CD79a plays multiple and diverse roles in B cell development and function. The CD79a/b heterodimer associates non-covalently with the immunoglobulin heavy chain through its transmembrane region, thus forming the BCR along with the immunoglobulin light chain and the pre-BCR when associated with the surrogate light chain in developing B cells. Association of the CD79a/b heterodimer with the immunoglobulin heavy chain is required for surface expression of the BCR and BCR induced calcium flux and protein tyrosine phosphorylation. Genetic deletion of the transmembrane exon of CD79A results in loss of CD79a protein and a complete block of B cell development at the pro to pre B cell transition. Similarly, humans with homozygous splice variants in CD79A predicted to result in loss of the transmembrane region and a truncated or absent protein display agammaglobulinemia and no peripheral B cells.

The CD79a ITAM tyrosines (human CD79a Tyr188 and Tyr199, mouse CD79a Tyr182 and Tyr193) phosphorylated in response to BCR crosslinking are critical for binding of Src-homology 2 domain-containing kinases such as spleen tyrosine kinase (Syk) and signal transduction by CD79a. In vivo, the CD79a ITAM tyrosines synergize with the CD79b ITAM tyrosines to mediate the transition from the pro to the pre B cell stage as suggested by the analysis of mice with targeted mutations of the CD79a and CD79b ITAM. Loss of only one of the two functional CD79a/b ITAMs resulted in impaired B cell development but B cell functions such as the T cell independent type II response and BCR mediated calcium flux in the available B cells were intact. However, the presence of both the CD79a and CD79b ITAM tyrosines were required for normal T cell dependent antibody responses. The CD79a cytoplasmic domain further contains a non-ITAM tyrosine distal to the CD79a ITAM (human CD79a Tyr210, mouse CD79a Tyr204) that can bind BLNK and Nck once phosphorylated, and is critical for BCR mediated B cell proliferation and B1 cell development. CD79a ITAM tyrosine phosphorylation and signaling is negatively regulated by serine and threonine residues in direct proximity of the ITAM (human CD79a Ser197, Ser203, Thr209; mouse CD79a Ser191, Ser197, Thr203), and play a role in limiting formation of bone marrow plasma cells secreting IgG2a and IgG2b.

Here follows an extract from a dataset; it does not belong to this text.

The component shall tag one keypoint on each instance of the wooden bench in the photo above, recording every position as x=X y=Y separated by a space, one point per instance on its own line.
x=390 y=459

== Diagnostic relevance ==

The CD79a protein is present on the surface of B-cells throughout their life cycle, and is absent on all other healthy cells, making it a highly reliable marker for B-cells in immunohistochemistry. The protein remains present when B-cells transform into active plasma cells, and is also present in virtually all B-cell neoplasms, including B-cell lymphomas, plasmacytomas, and myelomas. It is also present in abnormal lymphocytes associated with some cases of Hodgkins disease. Because even on B-cell precursors, it can be used to stain a wider range of cells than can the alternative B-cell marker CD20, but the latter is more commonly retained on mature B-cell lymphomas, so that the two are often used together in immunohistochemistry panels.